Бледные, пронзающие глаза светились порочным огнем в предчувствии свободы.

Пора уничтожить его, баска — пока он не расправился с нами.

Дел перестала петь, опустила меч и застыла, ожидая.

Ожидая… Ожидая чего?

Или ее ослепило его сияние?

Нет, только не Делилу. Этот человек создал ее как я создал свой меч. В крови, страхе и ненависти.

Аджани оскалил зубы.

— Мы снова встретились, — сказал он. — Пора кончать наше знакомство, так?
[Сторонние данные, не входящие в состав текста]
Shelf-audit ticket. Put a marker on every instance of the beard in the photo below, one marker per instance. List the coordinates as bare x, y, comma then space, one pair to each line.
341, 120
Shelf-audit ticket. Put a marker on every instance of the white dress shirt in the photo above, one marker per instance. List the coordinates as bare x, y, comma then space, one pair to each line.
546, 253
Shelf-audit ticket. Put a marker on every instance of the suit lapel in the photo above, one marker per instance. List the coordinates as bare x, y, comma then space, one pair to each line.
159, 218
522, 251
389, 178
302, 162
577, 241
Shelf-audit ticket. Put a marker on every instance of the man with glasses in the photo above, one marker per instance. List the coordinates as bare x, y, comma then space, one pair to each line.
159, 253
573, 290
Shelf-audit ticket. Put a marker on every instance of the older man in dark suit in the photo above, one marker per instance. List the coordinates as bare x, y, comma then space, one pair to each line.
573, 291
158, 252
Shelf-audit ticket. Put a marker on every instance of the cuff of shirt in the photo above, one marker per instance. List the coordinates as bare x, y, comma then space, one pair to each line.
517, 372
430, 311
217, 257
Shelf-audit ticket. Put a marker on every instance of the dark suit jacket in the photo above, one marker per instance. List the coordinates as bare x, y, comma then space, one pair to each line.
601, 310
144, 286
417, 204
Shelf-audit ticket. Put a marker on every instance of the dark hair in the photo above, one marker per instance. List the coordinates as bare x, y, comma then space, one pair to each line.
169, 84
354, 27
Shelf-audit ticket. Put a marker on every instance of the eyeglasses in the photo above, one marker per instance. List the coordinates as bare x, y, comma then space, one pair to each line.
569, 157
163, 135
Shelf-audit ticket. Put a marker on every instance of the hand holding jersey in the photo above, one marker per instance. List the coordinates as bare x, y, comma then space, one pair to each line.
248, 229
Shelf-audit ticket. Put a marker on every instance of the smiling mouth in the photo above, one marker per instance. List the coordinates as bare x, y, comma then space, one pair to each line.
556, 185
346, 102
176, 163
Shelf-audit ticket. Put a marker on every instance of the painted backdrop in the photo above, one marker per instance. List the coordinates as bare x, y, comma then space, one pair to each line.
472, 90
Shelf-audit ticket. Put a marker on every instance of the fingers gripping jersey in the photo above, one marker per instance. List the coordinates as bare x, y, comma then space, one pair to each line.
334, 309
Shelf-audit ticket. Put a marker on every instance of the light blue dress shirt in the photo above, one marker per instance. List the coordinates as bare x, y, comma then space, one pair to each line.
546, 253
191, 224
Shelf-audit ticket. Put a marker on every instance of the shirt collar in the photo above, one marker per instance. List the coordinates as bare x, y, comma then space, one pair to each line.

Дел, как и я, не сводила с него глаз. Северные черты расплывались. Тонкий нос, линия подвижного рта, высокие скулы — их контуры медленно растекались, уродуя лицо. Аджани переделывали.

Аиды, баска, убей его!

Дел выбила клинок из его рук. Кончик ее яватмы уперся в его горло.

— На колени, — едва переводя дыхание, прохрипела Дел. — Ты заставил моего отца встать на колени.

Баска, это не Аджани.

Мой меч лежал на земле. Мой чистый, серебристый меч из Северной стали.

Меч, из которого вышел Чоса Деи.

Баска… подожди…

— Дел… — выдавил я.

Аджани оскалил зубы. Чоса Деи смотрел из его глаз.

— Ты знаешь, кто я?

— Я знаю, кто ты.

Аджани откинул со лба волосы. Черты его лица изменялись. Он стал податливым, мягким, он мог растаять как воск.

— Я сказала: на колени, — снова потребовала Дел.

У круга стояли сотни людей, парализованных страхом. Они ожидали конца боя. Я лежал на земле и тяжело дышал, пытаясь разогнать туман в голове и перед глазами. Я думал: если я смогу добраться до меча…

Но Аджани стоял слишком близко к клинку. Ему достаточно было наклониться. Если он наклонится…

— Дел… — снова прохрипел я и лишился последних сил.

Аджани не вставал на колени. Чоса Деи не позволял ему это.

— Я — сама власть, — объявил он. — Ты думаешь, что можешь победить меня? Ты думаешь, я исполню твое приказание после того, как так долго ждал исполнения моего?

Аиды, ему не нужен меч. Ему хватит своего умения.

Аиды, баска… убей его… не играй с этим человеком… даже ради твоей гордости, не играй…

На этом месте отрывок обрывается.